Oui peut-être ! Je pense que c’est très dangereux d’être sans cesse en quête de soi-même. Tu risques de devenir vraiment très égoïste, et je n’ai pas envie d’être comme ça. Il y a beaucoup de moi dans ces chansons. Même lorsque j’écris sur d’autres personnes, que j’exagère les choses, c’est ma vision ! Je pourrai écrire une chanson sur cette interview, mais je ne connais quasiment rien de toi, hormis les questions que tu me poses (sourire). Alors même s’il s’agit de toi, ce sera ma perception, ma vision des choses ! Donc quelque part, mes chansons sont très personnelles parce que j’en suis l’auteur (rires) !
 
Et en termes de son, qu’est-ce qui a changé ?
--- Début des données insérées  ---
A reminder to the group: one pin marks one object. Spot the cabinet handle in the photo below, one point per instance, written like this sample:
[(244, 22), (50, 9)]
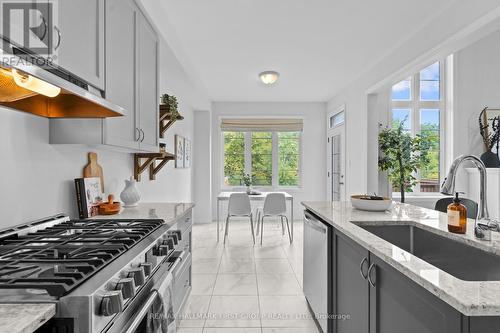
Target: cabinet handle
[(44, 22), (137, 131), (361, 265), (372, 266), (58, 37)]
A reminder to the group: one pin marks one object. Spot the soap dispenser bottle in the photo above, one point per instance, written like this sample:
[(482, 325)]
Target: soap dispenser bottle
[(457, 216)]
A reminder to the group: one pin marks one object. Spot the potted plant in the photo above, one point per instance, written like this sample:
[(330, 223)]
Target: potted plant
[(401, 155), (247, 180), (170, 103)]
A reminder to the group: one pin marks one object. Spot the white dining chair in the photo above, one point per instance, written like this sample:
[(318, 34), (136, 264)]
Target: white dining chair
[(239, 206), (274, 206)]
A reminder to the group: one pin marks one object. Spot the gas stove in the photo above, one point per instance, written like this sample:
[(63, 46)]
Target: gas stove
[(100, 273), (60, 257)]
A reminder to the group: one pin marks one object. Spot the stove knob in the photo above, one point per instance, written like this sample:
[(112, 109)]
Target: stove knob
[(138, 275), (170, 242), (178, 233), (148, 267), (127, 286), (173, 238), (112, 303)]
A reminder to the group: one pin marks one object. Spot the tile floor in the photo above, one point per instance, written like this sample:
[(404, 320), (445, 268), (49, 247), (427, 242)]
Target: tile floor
[(242, 288)]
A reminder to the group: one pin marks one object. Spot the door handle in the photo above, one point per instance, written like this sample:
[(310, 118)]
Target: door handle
[(361, 265), (44, 22), (318, 226), (369, 275), (138, 134)]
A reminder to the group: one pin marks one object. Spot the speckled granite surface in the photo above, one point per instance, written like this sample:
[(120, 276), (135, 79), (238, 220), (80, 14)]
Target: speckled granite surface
[(24, 318), (472, 298)]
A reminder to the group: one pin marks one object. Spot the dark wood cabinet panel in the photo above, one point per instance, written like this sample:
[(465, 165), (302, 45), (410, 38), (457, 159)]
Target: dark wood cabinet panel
[(350, 289)]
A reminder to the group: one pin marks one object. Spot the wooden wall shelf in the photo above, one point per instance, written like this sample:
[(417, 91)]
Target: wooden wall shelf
[(144, 161), (167, 119)]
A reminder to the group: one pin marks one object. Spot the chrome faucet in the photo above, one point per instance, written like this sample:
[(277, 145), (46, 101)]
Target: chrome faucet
[(483, 218)]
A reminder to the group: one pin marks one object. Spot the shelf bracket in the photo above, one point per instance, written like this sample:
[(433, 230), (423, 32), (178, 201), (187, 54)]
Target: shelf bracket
[(139, 168), (154, 169)]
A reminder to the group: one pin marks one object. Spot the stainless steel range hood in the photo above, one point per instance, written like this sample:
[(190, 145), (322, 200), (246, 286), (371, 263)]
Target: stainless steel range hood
[(70, 100)]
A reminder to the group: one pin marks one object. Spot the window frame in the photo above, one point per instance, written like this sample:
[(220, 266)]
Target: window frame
[(248, 162), (415, 105)]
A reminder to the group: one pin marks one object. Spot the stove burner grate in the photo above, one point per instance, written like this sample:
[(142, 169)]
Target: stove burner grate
[(60, 257)]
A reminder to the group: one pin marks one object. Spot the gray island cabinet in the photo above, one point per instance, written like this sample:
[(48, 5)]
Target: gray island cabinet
[(377, 298)]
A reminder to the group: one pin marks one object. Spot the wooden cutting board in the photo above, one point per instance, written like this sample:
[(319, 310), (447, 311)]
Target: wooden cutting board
[(93, 169)]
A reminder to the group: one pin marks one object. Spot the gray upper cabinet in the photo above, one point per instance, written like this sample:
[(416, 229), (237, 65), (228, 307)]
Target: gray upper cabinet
[(121, 27), (398, 305), (147, 73), (132, 68), (78, 39), (350, 289)]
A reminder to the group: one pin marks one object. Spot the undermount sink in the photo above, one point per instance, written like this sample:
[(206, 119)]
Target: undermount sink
[(458, 259)]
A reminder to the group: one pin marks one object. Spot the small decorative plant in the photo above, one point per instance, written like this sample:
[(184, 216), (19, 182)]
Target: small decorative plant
[(171, 102), (401, 155)]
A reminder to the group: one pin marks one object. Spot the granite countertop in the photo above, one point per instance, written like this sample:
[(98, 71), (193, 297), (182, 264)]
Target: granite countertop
[(168, 211), (472, 298), (24, 318)]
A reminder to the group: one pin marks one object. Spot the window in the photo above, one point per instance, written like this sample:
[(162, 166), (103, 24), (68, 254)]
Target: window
[(262, 158), (234, 158), (272, 158), (418, 102), (289, 157)]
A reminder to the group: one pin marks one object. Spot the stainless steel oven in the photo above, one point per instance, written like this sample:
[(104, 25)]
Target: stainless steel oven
[(152, 310)]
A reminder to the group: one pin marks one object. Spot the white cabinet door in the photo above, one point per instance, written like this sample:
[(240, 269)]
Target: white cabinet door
[(121, 27), (147, 72), (78, 39)]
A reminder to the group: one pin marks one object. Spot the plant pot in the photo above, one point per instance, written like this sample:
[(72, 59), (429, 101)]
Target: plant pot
[(490, 159)]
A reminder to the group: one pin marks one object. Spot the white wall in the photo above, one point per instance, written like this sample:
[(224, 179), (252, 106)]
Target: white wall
[(313, 144), (477, 85), (37, 178), (465, 21), (202, 160)]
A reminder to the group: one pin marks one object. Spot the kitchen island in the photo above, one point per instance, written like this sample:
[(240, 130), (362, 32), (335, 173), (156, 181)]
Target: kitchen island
[(386, 286)]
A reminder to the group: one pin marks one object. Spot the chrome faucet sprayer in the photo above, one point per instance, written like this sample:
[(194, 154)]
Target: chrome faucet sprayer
[(448, 187)]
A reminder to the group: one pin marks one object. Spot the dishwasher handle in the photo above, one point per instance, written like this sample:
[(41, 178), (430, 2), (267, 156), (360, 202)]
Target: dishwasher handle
[(314, 224)]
C’est plus électro, il y a aussi des influences hip-hop, r’n’b avec des rythmes massifs, parce que c’est que j’aime travailler. David’s Lyre sonnait plus indie rock-folk, plus acoustique. Fyfe est aussi plus pop et plus alternatif. Enfin  à toi de me dire ce qui convient le mieux pour décrire ma musique !
 
En t’écoutant, j’ai pensé à Thom Yorke, Just Jack, des choses très électro. Tu dis que tu as été influencé par le hip-hop, mais je trouve qu’il y a du jazz et de la soul dans ta musique. Comment l’expliques-tu ?
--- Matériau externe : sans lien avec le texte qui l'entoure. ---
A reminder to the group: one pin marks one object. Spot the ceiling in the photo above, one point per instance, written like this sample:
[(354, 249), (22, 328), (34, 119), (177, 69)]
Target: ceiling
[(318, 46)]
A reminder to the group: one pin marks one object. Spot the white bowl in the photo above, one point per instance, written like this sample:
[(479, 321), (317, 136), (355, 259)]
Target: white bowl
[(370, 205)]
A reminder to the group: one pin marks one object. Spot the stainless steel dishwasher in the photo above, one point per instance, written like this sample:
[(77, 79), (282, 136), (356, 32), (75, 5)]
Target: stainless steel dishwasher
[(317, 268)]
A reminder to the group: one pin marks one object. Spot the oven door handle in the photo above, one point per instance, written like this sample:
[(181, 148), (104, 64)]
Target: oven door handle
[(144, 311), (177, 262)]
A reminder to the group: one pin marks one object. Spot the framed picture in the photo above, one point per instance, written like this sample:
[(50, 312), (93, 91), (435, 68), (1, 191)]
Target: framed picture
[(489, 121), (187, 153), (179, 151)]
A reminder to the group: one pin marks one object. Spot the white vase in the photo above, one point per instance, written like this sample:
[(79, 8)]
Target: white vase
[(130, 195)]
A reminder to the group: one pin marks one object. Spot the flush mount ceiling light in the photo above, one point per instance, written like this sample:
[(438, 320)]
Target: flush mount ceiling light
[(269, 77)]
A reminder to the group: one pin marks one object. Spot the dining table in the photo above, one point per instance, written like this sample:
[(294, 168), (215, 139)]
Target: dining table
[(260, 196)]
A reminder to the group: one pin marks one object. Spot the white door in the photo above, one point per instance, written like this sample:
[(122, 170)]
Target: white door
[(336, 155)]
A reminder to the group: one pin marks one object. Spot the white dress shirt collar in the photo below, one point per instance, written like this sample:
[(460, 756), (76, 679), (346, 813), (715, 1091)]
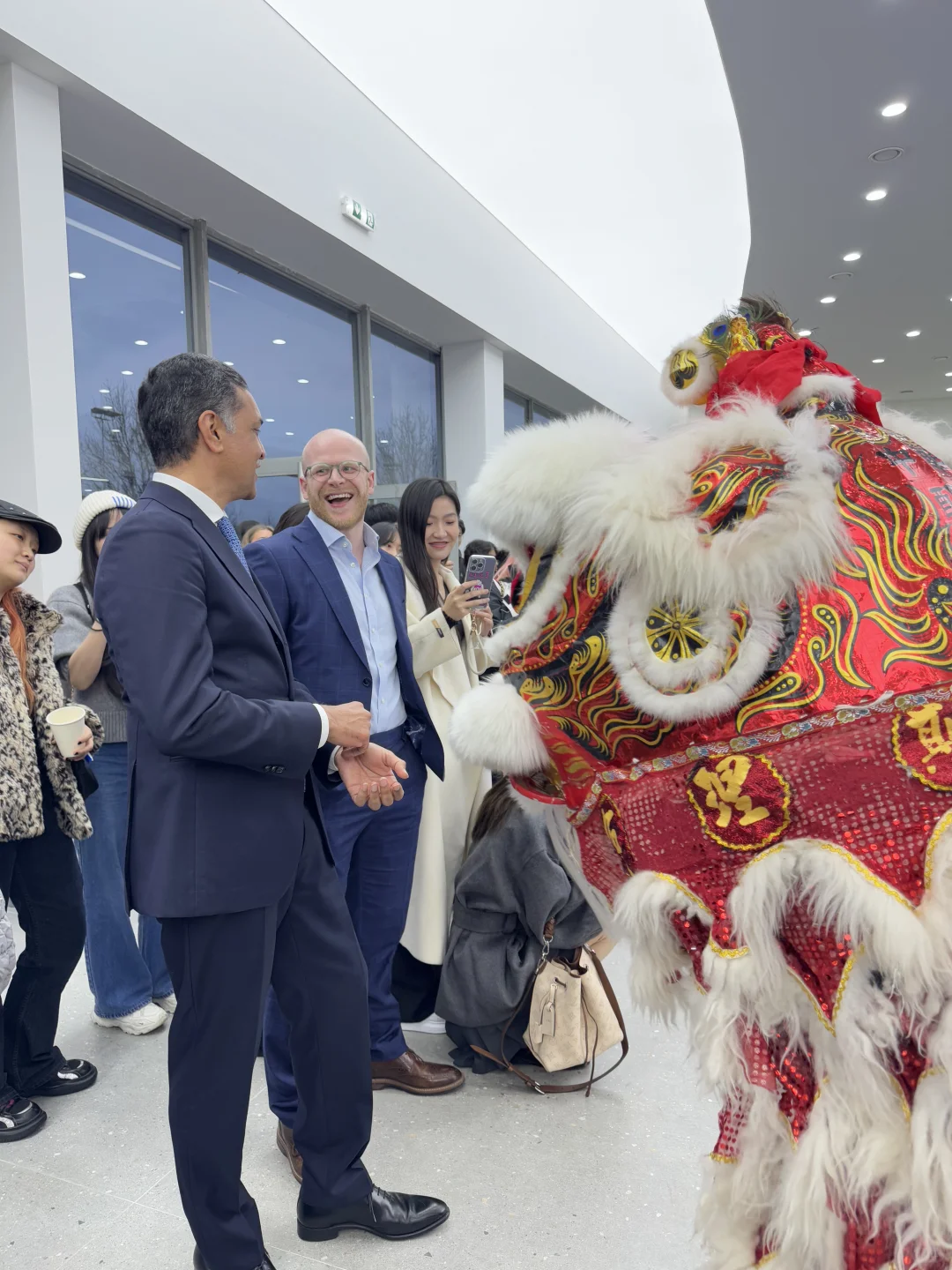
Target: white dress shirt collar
[(198, 497)]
J’ai aussi été beaucoup influencé par la musique soul. Parmi mes albums préférés, il y a Miseducation de Lauryn Hill, qui est très soul, et Marvin Gaye, avec ce son très Motown. Et le jazz, bien sûr. L’explication, c’est que je ne chante pas comme un chanteur de r’n’b. Donc ces influences se trouvent davantage dans ma voix, mais aussi dans la construction des mélodies.
 

On a évoqué pas mal de différences avec ton ancien projet David’s Lyre. Qu’est-ce que tu n’as surtout pas voulu reproduire avec Fyfe ?
La manière de jouer sur scène. Avec David’s Lyre, beaucoup de musiciens m’accompagnaient. C’était pas mauvais, mais ça ne marchait pas bien ! Pour Fyfe, il n’y a que mon batteur et moi. On ajoutera peut-être un troisième musicien, mais je ne veux pas d’un big band. Ainsi ce sera plus précis. Souvent le public peut-être plus facilement distrait par le nombre de musiciens sur scène. Ce n’est pas comme si on jouait dans un stade, là ce serait plus logique d’avoir six musiciens autour de moi. Mais pour l’instant, je ne joue que devant 300 à 400 personnes, c’est très intime ! Et pour servir au mieux la musique, je n’ai pas besoin de beaucoup de musiciens.
 
Tu écris, composes et produis ta musique. Est-ce pour cette raison que l’album s’appelle Control ?
C’est l’une des raisons en effet (rires). J’essaie de tout contrôler parce que c’est ce que je suis. Mais en réalité, c’est impossible, même si tu y croies dur comme fer. Tout ce qui se passe dans le monde, en dehors de cette pièce, nous dépasse. Tout est hors de contrôle, ça ne dépend pas de moi. Voilà de quoi il est question dans cet album : le pouvoir de tout contrôler n’existe pas et tu ne trouveras pas la paix en résonnant ainsi. Il faut apprendre à faire confiance aux autres !
 
Mais conserver ton indépendance artistique, c’est primordial ?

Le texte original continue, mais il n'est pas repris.